Segundo Rúbya Salomão, secretária executiva do Fórum, é necessário que os projetos sejam benéficos tanto para as empresas que recebem os recursos da cláusula, quanto para a ANP, que busca promover o desenvolvimento, e para o próprio estado. Ela ressalta a importância de aprimorar o sistema para melhor aproveitamento desses investimentos.

Fórum Capixaba de Petróleo e Gás foi reformulado

O Fórum Capixaba de Petróleo, Gás e Energia foi criado em 2013 com o objetivo de impulsionar a indústria do petróleo no Espírito Santo. Desde então, tem desempenhado um papel importante na aproximação das grandes empresas produtoras, especialmente a Petrobras, com os fornecedores locais. No entanto, com a entrada das produtoras independentes nos últimos anos, a entidade e seus membros precisaram se adaptar. As empresas independentes, de menor porte e atuando principalmente em terra, possuem demandas específicas que só podem ser resolvidas por meio de uma atuação conjunta. Por isso, o estatuto da entidade foi completamente reformulado.
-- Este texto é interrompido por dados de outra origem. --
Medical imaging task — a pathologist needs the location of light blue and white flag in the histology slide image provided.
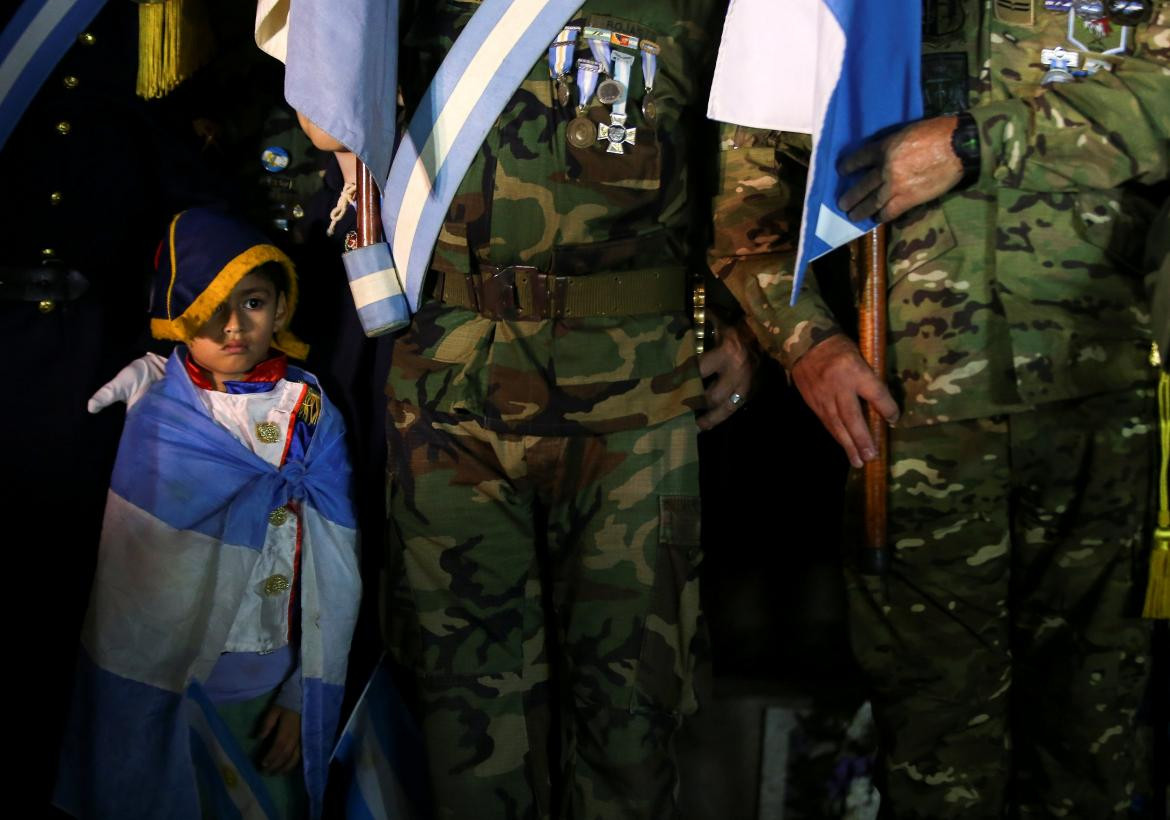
[707,0,922,303]
[274,0,580,335]
[332,655,432,820]
[54,351,360,820]
[0,0,105,149]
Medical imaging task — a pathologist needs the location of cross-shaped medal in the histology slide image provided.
[597,117,638,153]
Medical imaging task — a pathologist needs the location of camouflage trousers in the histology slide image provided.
[849,391,1157,819]
[387,399,700,820]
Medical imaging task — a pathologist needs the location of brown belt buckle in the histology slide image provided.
[532,273,569,319]
[480,266,519,319]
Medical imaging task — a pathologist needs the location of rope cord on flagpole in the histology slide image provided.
[325,182,358,236]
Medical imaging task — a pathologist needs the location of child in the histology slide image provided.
[55,208,359,818]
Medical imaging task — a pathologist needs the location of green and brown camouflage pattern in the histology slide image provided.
[391,0,724,434]
[384,0,725,819]
[720,0,1170,426]
[388,401,701,820]
[849,388,1157,820]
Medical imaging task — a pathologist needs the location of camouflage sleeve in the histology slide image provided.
[971,0,1170,191]
[708,124,841,368]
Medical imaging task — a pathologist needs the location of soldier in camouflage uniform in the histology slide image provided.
[386,0,750,818]
[721,0,1170,818]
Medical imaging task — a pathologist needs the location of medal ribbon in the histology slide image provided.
[642,40,659,94]
[611,51,634,122]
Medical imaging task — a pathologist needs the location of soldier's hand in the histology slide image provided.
[792,335,897,467]
[698,323,759,430]
[837,117,963,222]
[85,353,166,413]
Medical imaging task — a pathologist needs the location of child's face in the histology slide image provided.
[187,271,285,390]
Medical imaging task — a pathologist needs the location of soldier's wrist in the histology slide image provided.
[951,111,983,190]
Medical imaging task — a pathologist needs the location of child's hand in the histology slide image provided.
[260,705,301,774]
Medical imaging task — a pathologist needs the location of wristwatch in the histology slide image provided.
[951,111,982,190]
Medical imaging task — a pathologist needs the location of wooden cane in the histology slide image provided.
[356,159,381,248]
[853,225,889,576]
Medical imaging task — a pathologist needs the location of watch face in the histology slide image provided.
[1104,0,1154,26]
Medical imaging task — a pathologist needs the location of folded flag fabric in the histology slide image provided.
[331,655,431,820]
[54,351,360,820]
[708,0,922,303]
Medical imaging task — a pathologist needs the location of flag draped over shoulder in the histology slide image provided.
[54,352,360,820]
[256,0,580,335]
[708,0,922,302]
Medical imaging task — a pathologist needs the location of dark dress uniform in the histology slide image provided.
[0,2,230,805]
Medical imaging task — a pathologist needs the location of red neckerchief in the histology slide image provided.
[183,353,289,390]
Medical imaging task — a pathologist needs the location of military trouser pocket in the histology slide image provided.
[634,488,702,715]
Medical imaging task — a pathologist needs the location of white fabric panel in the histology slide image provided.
[199,379,304,467]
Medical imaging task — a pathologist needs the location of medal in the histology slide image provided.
[565,117,593,149]
[641,40,661,123]
[565,60,601,149]
[1104,0,1154,26]
[549,26,580,105]
[1068,0,1130,55]
[260,145,289,173]
[597,51,638,153]
[597,77,626,105]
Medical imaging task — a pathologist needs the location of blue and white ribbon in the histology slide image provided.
[549,26,580,80]
[0,0,105,149]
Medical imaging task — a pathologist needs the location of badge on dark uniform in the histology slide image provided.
[260,145,289,173]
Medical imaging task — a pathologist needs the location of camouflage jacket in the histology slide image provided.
[390,0,739,434]
[713,0,1170,425]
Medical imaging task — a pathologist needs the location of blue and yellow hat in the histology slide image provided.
[150,208,309,359]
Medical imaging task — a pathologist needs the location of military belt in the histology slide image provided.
[0,264,89,302]
[431,264,689,321]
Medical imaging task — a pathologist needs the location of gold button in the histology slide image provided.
[264,576,289,598]
[256,421,281,445]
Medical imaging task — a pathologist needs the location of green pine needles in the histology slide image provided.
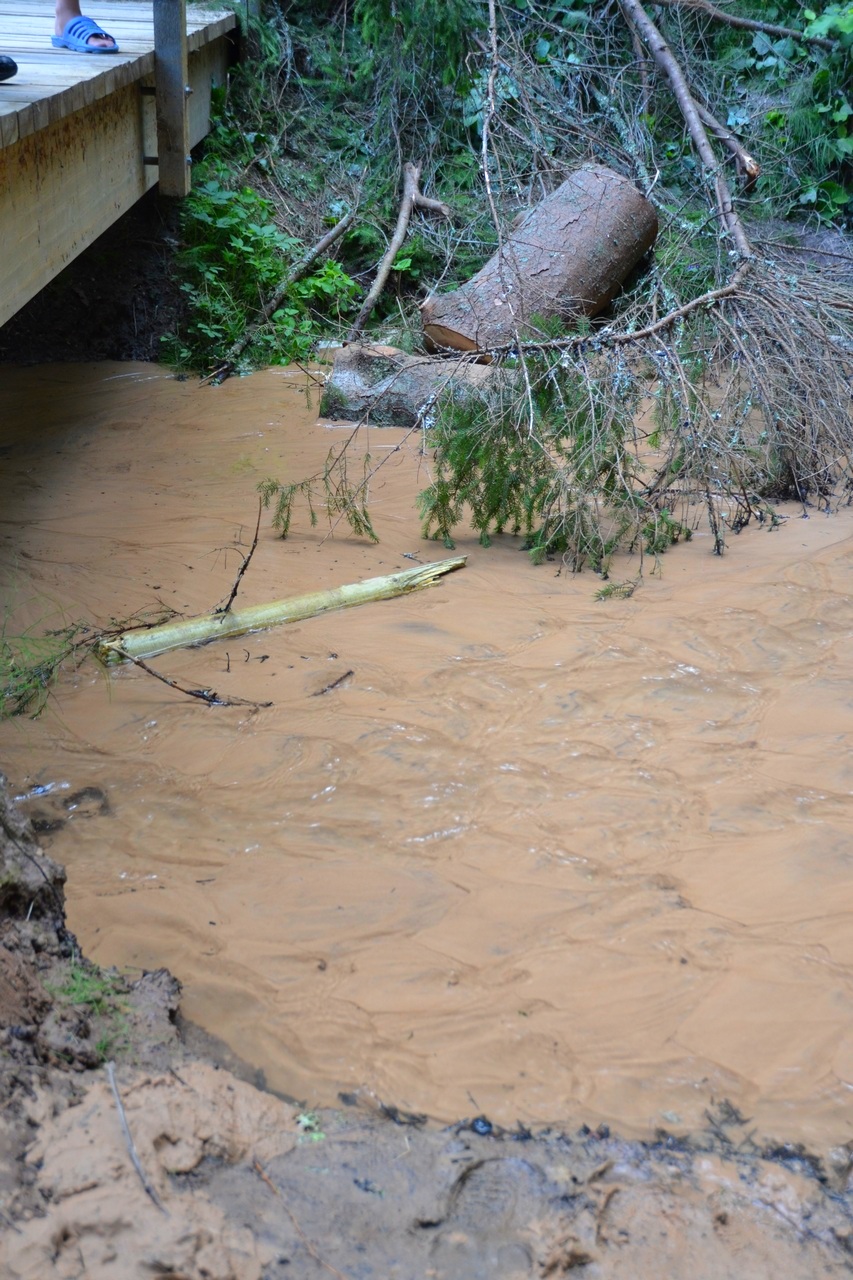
[419,360,690,573]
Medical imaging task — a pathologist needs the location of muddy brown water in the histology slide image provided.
[0,365,853,1149]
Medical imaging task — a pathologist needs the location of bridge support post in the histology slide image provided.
[154,0,191,196]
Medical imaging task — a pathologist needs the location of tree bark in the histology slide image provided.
[347,161,422,342]
[421,165,657,352]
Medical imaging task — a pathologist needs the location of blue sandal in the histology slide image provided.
[50,18,119,54]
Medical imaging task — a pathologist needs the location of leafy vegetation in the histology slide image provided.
[49,959,128,1062]
[169,0,853,573]
[0,611,88,719]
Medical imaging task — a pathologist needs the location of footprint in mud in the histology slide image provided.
[29,787,113,836]
[420,1157,546,1280]
[63,787,111,818]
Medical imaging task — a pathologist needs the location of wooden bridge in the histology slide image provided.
[0,0,237,325]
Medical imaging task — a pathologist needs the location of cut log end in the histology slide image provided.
[421,165,657,351]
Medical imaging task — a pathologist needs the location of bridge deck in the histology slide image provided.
[0,0,237,324]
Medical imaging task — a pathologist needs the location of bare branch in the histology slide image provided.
[654,0,836,49]
[347,163,420,342]
[619,0,752,257]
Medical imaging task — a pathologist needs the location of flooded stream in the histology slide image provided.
[0,365,853,1149]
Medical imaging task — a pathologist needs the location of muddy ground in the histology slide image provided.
[0,785,853,1280]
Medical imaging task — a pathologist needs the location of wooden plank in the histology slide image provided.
[154,0,190,196]
[0,84,158,324]
[188,40,229,148]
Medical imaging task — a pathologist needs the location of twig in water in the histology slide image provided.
[105,1062,169,1217]
[214,498,264,613]
[254,1160,347,1280]
[311,671,355,698]
[126,653,273,707]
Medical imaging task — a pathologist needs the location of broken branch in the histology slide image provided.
[656,0,836,49]
[347,161,425,342]
[105,1062,169,1217]
[619,0,752,257]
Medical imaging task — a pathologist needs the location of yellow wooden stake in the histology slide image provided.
[95,556,467,663]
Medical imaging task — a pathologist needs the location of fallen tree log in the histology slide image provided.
[93,556,467,666]
[421,165,657,351]
[320,343,507,426]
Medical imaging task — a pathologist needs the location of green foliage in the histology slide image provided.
[353,0,483,84]
[257,445,379,543]
[163,177,359,365]
[47,959,128,1062]
[51,961,127,1015]
[0,623,88,719]
[701,0,853,223]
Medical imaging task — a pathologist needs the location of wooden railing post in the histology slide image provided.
[154,0,191,196]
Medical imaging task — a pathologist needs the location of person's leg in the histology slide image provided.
[56,0,115,49]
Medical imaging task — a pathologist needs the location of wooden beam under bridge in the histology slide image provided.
[0,0,237,325]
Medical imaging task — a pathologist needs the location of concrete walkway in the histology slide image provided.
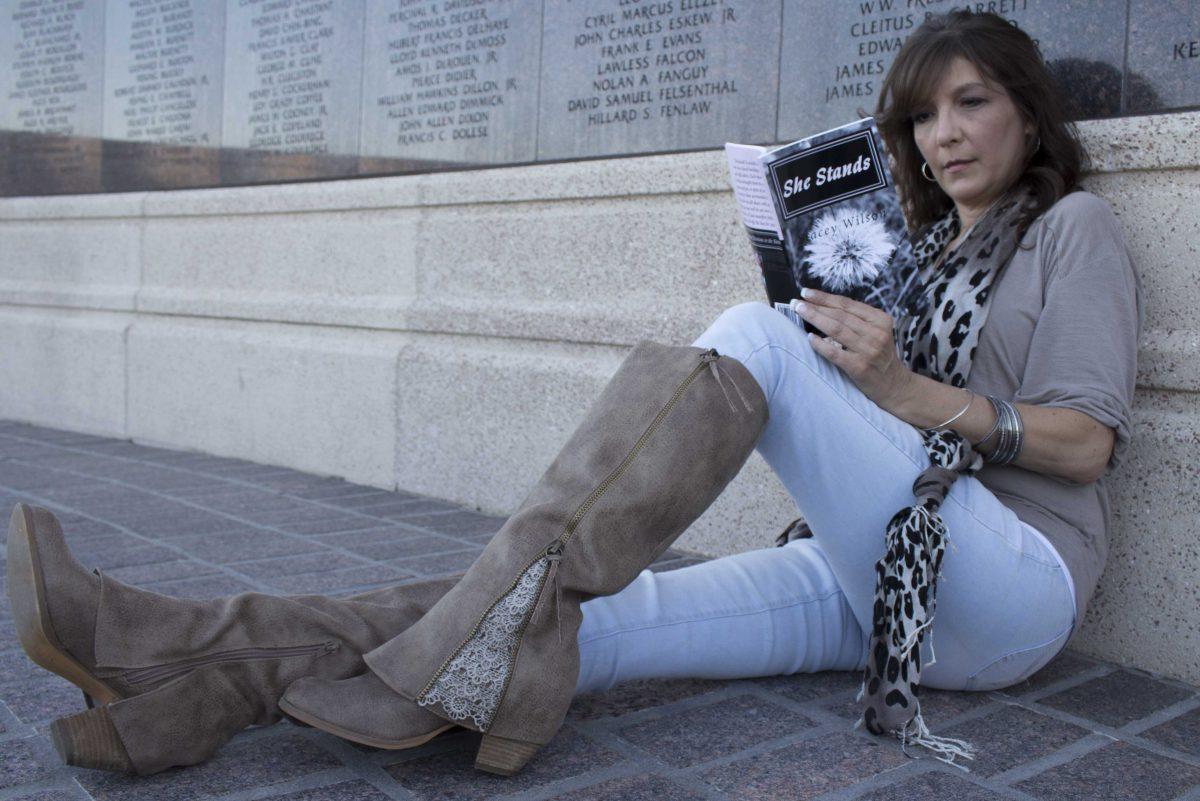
[0,421,1200,801]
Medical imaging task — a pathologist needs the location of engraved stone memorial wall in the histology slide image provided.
[0,0,1200,195]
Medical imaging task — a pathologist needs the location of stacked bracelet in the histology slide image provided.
[979,395,1025,464]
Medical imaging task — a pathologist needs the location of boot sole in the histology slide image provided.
[50,706,136,773]
[7,504,122,704]
[475,734,541,776]
[278,698,460,751]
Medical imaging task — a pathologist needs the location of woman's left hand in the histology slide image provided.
[792,289,913,410]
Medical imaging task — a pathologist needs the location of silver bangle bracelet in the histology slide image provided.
[976,395,1003,445]
[934,387,974,429]
[985,396,1025,464]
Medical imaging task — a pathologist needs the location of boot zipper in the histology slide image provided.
[418,348,720,731]
[121,640,340,685]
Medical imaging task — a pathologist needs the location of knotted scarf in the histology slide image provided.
[776,185,1033,772]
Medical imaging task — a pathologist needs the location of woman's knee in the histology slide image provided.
[701,301,806,355]
[716,301,782,327]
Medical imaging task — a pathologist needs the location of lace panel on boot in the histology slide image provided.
[416,558,550,731]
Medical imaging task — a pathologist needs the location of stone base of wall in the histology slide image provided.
[0,113,1200,682]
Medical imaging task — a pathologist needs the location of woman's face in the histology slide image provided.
[912,56,1034,220]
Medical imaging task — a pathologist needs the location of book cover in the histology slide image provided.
[726,118,916,331]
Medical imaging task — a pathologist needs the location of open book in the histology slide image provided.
[725,118,917,333]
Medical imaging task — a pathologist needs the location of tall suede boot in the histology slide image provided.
[280,342,767,775]
[6,504,460,775]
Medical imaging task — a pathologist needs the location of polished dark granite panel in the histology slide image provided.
[538,0,780,159]
[103,0,224,192]
[0,0,1200,197]
[361,0,541,171]
[0,2,104,194]
[1124,0,1200,114]
[221,0,364,183]
[776,0,1126,141]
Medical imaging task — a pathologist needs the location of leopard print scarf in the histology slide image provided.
[776,181,1032,772]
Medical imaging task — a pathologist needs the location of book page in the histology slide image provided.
[725,141,784,239]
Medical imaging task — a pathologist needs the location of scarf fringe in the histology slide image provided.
[893,701,974,773]
[851,685,976,773]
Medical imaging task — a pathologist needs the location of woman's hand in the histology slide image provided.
[792,289,913,411]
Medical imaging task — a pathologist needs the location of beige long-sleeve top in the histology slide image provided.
[966,185,1142,622]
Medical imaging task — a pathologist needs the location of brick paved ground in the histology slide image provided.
[0,421,1200,801]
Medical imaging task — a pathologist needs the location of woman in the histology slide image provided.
[8,12,1141,775]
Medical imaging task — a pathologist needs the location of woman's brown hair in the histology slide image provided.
[875,10,1087,242]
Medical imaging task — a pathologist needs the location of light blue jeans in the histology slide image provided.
[576,302,1076,693]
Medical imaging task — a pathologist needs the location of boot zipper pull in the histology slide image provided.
[546,540,563,643]
[700,348,754,411]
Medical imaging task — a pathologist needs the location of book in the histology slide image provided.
[725,116,917,336]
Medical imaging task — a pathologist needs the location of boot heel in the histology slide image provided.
[475,734,541,776]
[50,706,133,773]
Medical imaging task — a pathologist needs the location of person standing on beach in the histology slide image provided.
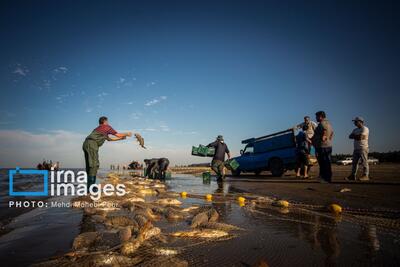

“Anteriormente, o Fórum tinha um foco nos fornecedores locais e em como conectá-los às grandes empresas de petróleo e gás. Agora, com a Petrobras encerrando suas atividades em terra, muitas empresas independentes de menor porte surgiram no Estado. O Fórum, cujo objetivo é articular e apoiar as ações das organizações para gerar negócios no Espírito Santo, passou a prestar mais atenção também às operadoras. A nova realidade da indústria capixaba de petróleo e gás nos obrigou a mudar nossa perspectiva”, afirmou Rúbya Salomão, secretária executiva do Fórum Capixaba de Petróleo, Gás e Energia.

A Federação das Indústrias do Espírito Santo (Findes), o governo do Estado e as empresas que atuam na região têm assento no Fórum. Os principais temas em discussão são: inovação, desenvolvimento de fornecedores, capacitação de mão de obra, meio ambiente, transição energética, gás, questões tributárias, eventos e oportunidades.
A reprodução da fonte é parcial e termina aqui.